Geschichten aus der Welt Samyra

 Fantastische Welt - Fantastische Geschichten

Maincontent

Mörderische Arbeit

04.09.2018

Mörderische Arbeit

Kurztext

Ich saß vor meinem Opfer. Nicht mein erstes. Schon viele waren an seiner Stelle gewesen. Es ruhte in Schwarz gehüllt auf einem weißen Laken. Still, unschuldig. Zum Tode durch meine Hand verdammt.

Mein Blick wanderte über seine betörenden Kurven, diese glatten Linien wie mit einem Pinsel sorgsam gezogen. Bald sind sie Vergangenheit. Dieser beiläufig erzeugte Körper hätte niemals das Licht der Welt erblicken dürfen. Ich ärgerte mich über die Unzulänglichkeit des Erschaffers. Etwas so Anmutiges und Anziehendes zu gebären, das gleichzeitig so überflüssig war.
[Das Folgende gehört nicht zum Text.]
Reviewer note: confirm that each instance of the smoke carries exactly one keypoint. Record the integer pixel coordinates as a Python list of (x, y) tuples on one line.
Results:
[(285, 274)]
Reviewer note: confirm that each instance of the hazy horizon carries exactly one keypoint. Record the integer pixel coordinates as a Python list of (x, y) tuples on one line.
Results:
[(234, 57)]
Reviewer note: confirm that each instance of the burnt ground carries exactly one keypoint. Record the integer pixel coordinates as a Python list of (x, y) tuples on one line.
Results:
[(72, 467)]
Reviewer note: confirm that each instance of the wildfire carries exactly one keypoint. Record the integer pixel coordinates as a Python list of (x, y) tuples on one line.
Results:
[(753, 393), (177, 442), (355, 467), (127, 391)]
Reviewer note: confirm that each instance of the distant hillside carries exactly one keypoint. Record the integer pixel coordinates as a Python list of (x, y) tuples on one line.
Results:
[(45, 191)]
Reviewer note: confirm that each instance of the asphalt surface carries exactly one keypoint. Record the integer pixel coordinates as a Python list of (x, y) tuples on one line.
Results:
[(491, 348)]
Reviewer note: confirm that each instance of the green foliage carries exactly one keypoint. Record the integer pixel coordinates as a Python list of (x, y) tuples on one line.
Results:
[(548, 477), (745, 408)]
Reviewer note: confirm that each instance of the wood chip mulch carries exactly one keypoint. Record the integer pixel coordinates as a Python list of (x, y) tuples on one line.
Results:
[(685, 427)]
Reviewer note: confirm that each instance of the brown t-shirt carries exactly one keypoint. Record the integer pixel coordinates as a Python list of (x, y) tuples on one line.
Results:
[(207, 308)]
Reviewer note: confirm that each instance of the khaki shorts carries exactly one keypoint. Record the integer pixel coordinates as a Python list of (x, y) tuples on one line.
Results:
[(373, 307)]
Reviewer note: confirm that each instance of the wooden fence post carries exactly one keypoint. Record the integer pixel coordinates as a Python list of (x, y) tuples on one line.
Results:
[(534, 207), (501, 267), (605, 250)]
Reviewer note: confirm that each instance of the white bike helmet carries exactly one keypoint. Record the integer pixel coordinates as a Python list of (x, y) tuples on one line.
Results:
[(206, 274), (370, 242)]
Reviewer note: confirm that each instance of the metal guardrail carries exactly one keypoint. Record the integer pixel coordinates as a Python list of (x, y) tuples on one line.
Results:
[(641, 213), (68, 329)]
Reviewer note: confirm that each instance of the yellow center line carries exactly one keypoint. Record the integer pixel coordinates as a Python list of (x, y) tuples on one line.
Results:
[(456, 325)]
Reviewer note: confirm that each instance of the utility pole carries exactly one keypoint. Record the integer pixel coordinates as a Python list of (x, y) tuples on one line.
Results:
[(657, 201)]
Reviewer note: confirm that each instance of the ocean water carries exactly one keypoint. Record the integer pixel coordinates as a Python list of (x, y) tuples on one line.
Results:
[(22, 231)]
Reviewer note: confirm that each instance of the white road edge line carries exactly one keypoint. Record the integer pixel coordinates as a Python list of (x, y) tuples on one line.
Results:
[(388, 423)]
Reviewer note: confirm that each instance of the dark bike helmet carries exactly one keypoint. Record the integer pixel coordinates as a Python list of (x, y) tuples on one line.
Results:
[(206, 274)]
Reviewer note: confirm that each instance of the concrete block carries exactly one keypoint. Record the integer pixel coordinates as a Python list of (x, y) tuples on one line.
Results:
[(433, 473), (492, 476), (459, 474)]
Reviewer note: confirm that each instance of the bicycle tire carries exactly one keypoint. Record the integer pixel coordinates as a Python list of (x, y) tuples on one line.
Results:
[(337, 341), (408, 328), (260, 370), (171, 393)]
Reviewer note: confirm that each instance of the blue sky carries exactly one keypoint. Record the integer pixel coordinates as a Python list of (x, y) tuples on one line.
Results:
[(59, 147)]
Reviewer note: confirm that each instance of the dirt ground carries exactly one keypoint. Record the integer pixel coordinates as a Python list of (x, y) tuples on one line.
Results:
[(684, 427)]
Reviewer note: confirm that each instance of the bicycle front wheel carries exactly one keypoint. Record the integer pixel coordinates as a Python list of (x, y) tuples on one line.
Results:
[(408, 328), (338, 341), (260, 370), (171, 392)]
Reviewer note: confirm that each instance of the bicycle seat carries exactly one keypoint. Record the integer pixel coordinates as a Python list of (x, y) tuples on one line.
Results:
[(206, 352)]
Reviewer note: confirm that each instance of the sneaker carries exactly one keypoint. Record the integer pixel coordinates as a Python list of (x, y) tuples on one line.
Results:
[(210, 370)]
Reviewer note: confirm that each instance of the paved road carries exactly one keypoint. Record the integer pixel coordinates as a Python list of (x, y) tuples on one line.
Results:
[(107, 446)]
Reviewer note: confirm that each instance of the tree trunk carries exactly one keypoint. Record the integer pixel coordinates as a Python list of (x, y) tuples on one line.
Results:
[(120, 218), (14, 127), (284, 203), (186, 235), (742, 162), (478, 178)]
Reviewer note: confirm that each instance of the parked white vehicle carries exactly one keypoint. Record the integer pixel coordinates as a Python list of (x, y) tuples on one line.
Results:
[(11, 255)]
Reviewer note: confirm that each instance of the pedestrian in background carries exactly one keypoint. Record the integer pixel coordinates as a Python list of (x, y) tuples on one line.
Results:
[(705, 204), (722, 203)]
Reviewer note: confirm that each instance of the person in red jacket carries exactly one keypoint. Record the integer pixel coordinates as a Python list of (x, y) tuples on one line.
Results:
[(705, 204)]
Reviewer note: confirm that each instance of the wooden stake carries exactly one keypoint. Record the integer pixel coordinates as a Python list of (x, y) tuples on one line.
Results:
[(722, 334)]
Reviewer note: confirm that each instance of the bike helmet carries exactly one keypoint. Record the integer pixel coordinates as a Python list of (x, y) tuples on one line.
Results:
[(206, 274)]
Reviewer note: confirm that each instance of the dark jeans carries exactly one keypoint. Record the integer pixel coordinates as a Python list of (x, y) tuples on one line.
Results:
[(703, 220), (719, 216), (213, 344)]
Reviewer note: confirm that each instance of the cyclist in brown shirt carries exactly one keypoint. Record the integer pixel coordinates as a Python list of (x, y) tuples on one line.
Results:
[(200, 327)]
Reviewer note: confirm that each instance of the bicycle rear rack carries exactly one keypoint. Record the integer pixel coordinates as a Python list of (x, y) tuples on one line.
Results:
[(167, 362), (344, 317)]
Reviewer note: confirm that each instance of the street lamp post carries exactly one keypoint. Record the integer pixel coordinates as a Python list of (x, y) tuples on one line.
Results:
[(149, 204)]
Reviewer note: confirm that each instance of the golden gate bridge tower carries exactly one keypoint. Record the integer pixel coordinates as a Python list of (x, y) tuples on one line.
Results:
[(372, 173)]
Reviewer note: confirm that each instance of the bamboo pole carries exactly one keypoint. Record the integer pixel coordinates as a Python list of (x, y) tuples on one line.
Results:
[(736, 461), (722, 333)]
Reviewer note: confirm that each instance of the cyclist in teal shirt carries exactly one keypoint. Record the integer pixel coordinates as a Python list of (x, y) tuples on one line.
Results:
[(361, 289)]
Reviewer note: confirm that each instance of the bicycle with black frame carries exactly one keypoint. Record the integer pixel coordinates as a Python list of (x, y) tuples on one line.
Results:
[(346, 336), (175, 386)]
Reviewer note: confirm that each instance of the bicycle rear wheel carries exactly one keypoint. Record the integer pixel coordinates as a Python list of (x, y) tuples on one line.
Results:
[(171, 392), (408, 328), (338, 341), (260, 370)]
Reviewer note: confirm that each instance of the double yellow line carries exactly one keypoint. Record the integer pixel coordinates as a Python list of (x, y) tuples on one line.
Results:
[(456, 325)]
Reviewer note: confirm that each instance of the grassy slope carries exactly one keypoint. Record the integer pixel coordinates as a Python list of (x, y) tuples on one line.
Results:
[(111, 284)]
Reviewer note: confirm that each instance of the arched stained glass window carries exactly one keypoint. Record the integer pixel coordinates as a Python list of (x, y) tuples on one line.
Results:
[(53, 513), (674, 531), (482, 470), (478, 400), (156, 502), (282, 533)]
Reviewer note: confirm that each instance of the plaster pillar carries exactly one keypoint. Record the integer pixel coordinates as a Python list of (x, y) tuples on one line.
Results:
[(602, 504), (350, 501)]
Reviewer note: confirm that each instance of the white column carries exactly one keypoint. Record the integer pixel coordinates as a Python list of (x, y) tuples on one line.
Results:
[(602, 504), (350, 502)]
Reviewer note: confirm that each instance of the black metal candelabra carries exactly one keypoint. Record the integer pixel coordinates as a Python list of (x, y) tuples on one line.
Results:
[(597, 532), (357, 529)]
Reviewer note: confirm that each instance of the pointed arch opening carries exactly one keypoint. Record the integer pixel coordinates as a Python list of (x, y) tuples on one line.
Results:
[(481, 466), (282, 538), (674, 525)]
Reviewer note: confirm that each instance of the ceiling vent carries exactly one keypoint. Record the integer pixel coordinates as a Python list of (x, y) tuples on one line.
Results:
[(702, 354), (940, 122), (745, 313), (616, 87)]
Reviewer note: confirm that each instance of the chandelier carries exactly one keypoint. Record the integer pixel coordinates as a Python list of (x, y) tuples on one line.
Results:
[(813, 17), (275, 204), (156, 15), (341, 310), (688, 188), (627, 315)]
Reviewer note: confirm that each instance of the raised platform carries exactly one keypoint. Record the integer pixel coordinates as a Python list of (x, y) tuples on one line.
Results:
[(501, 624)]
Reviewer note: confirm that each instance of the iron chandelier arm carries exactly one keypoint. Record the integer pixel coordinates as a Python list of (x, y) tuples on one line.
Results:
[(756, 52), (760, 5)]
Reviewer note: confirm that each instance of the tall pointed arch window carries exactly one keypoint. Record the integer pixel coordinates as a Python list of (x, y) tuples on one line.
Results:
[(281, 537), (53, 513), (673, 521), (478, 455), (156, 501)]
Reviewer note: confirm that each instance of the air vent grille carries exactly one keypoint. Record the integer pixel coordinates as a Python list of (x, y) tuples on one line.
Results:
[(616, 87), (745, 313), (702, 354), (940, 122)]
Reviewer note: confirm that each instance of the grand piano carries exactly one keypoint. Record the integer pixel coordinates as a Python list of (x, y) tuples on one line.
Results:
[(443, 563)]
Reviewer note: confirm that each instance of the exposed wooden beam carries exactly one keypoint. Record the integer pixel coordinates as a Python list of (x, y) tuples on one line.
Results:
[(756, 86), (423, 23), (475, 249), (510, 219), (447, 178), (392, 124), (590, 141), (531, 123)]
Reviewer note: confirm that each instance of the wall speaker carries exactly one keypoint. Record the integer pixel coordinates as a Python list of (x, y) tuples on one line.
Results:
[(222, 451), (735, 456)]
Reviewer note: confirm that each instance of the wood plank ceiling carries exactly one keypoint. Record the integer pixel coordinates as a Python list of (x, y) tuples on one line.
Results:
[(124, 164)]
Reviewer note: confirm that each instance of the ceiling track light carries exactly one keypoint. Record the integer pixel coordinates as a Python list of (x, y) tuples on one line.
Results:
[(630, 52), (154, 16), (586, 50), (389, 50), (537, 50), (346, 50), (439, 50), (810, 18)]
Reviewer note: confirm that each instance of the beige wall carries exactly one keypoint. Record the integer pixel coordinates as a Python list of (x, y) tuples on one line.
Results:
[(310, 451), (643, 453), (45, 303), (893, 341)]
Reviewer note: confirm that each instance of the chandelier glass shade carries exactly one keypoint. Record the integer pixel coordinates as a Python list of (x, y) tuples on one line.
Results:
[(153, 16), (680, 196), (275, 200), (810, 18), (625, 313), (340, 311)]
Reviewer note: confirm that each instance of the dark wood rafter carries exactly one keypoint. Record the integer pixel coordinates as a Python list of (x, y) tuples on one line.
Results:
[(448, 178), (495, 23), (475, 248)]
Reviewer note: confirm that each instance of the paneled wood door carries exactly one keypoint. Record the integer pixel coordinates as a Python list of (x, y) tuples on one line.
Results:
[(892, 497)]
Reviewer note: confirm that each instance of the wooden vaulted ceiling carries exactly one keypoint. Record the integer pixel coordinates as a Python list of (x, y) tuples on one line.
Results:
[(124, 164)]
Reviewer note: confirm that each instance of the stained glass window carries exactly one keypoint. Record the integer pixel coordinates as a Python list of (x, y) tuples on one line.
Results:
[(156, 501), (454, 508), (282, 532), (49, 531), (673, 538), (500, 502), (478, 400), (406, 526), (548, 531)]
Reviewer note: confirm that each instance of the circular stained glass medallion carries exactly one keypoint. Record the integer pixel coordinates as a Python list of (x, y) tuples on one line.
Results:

Zumindest die meiste Zeit.

Es hatte mich immer wieder in seinen Bann gezogen, mich immer wieder verführt, und ich war immer wieder darauf hereingefallen. Ich hatte mich so oft mit meinem Opfer vergnügt, hatte viele schöne Stunden mit ihm verbracht. Es hatte mich beflügelt, mich vorangetrieben. Doch damit sollte jetzt Schluss sein! Ein für alle Mal! Es hatte mich betrogen, mich hinters Licht geführt und mir hehre Absichten vorgegaukelt. Hatte mir immer und immer wieder versichert, dass ich es brauchte. Endlich hatte ich seine Absichten durchschaut und würde ihm hier und jetzt ein Ende setzen.

Vorfreude breitet sich in mir aus, ein leises Lächeln umspielte meine Lippen. Ich betrachtete mein Werkzeug. Ein Wunder der modernen Technik, in den richtigen Händen zum Erschaffen gemacht, sollte mir heute zum Vernichten dienen.

Mein Opfer kam unerwartet zu Bewusstsein und starrte mich aus entsetzten Augen an. »Aber ...«, begann es stammelnd hervorzubringen.

»Schweig!«, fuhr ich es an. Ich hatte keine Zeit für Mitleid und musste mich auf meine Arbeit konzentrieren.

Es ließ keine Ruhe, begann in seiner Fixierung zu zappeln. Ich lächelte diabolisch. Ich wusste, dass es sich nicht befreien konnte, es war gut an dem weißen, wie jungfräulich wirkenden Untergrund befestigt.

In den Augen meines Opfers zeigte sich Erkenntnis, als ihm bewusst wurde, dass es mir hilflos ausgeliefert war. Der Ausdruck wich einem wehleidigen Blick. »Aber ...«, wimmerte es ängstlich.

Ich ignorierte es. Ich hatte eine wichtige Entscheidung zu treffen. Sollte ich es von Kopf bis Fuß zerlegen? Dann würden die weinerlichen Blicke schnell aufhören, es könnte jedoch nicht schreien und jammern. Vielleicht doch lieber von Fuß bis Kopf zerstückeln? Ja, das war bei diesem Opfer die richtige Reihenfolge. Ich wollte es schreien hören, mich in seinem Schmerz suhlen, wenn ich es Stück für Stück von seiner Existenz erlöste.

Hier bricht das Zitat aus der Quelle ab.